The cosmetic outcome with breast conservation (lumpectomy and radiation) is poorer in obese than in nonobese women, as women with BMI >30 kg/m ² had more postoperative breast asymmetry and deformity.

Obese patients have higher incidence of surgical site infections, return to emergency department after discharge, and hospital readmission within 30 days of surgery.

Sentinel node mapping is more difficult in obese women as node identification rates are lower.

Obese patients may receive increased doses to critical organs such as heart and/or lungs especially in supine position.

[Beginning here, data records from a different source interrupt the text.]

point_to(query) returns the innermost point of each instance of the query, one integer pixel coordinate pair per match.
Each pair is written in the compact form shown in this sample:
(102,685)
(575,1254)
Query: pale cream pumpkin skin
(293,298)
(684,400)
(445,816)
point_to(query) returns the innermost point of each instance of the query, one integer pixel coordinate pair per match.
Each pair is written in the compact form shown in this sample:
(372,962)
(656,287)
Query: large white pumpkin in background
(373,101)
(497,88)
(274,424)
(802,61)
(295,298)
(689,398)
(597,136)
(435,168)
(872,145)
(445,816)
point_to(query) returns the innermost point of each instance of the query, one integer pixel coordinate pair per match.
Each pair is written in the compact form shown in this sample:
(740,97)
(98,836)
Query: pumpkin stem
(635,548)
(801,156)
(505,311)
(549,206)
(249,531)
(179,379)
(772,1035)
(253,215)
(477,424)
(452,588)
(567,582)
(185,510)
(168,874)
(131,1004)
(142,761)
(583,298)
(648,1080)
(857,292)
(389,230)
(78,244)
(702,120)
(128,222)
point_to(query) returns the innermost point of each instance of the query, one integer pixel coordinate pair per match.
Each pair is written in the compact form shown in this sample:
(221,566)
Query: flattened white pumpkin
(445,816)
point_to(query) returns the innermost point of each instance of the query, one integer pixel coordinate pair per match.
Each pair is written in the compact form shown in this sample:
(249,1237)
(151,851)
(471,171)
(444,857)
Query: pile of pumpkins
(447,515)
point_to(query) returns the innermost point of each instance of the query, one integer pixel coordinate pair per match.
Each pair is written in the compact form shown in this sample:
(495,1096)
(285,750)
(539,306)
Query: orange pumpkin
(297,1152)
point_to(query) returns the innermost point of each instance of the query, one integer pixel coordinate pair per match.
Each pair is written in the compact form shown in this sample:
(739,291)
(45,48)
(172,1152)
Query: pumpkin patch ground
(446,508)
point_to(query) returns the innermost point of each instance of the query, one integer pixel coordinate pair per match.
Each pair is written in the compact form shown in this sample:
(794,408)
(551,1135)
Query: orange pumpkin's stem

Prone whole-breast radiation and hypofractionated radiotherapy minimise toxicity.

High BMI and large breast size are associated with increased risk of dermatitis after whole-breast radiotherapy.

Challenges present due to the presence of comorbidities and balance between efficacy and toxicity.

Obese patients are more likely to receive insufficient chemotherapy doses compared to normal weight which can have a negative impact on disease-free and overall survival.

American Society of Clinical Oncology recommends full weight-based chemotherapy doses are used in the treatment of obese cancer patients and toxicity managed as in nonobese women.

Obesity has been associated with a higher risk of cardiotoxicity after treatment with Trastuzumab in women with HER-2 positive BC requiring close monitoring and risk factors management.

Obesity is considered a factor of resistance to anticancer therapy.

Obesity modifies the pharmacokinetics of chemotherapy drugs and is hypothesised to induce biological modifications of adipose tissue promoting resistance to the drugs used.

Endocrine therapy may be less effective as obesity is associated with elevated aromatase activity and serum oestrogen levels in postmenopause.

Current literature reports that Anastrozole is associated with worse outcomes than Tamoxifen.

For obese postmenopausal women, Letrozole, as a more potent inhibitor of aromatase, should be used.

Currently for obese premenopausal women, it is recommended to use Exemestane plus ovarian suppression when indicated.